The question remains as to how primary data collection can be made a part of our doctoral students' education. Many schools are grappling with this question, and a number have reinforced their commitment to providing students with hands-on experience. How can this be done? Ideally, it would be part of the thesis work, but this is not always feasible. Experience with primary data collection can be obtained in other ways, perhaps as part of another study. The important thing is that it be required, and that it be valued for the indispensable experience it provides.

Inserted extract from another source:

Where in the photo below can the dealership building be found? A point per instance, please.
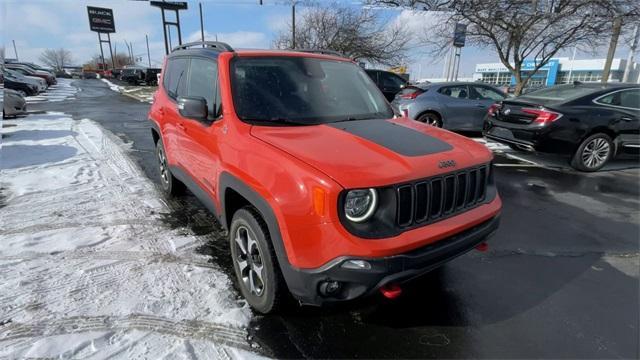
(556, 71)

The bottom line is that the competent conduct of field studies is a basic tool of the trade. To be well-trained, doctoral students in epidemiology need exposure to the business of conducting a study, from IRBs to HIPAA, from preparation of budgets to responding to critiques of grant applications. Students need to know what it takes to be a part of an interdisciplinary team in which researchers from other disciplines turn to them for help with all epidemiologic aspects of the study. The more that such experiences can be made available during the doctoral students' educations, the better our training programs will serve our graduates and the field of epidemiology.
ABOUT THE AUTHOR
JULIE E. BURING is Professor of Medicine at Harvard Medical School and Brigham and Women's Hospital, and Professor of Epidemiology at the Harvard School of Public Health. Her research focuses on the epidemiology of cardiovascular disease and cancer, including large-scale clinical trials on prevention. She is engaged in teaching and training students and fellows in epidemiology, and is director of an NIH training grant in the epidemiology of aging.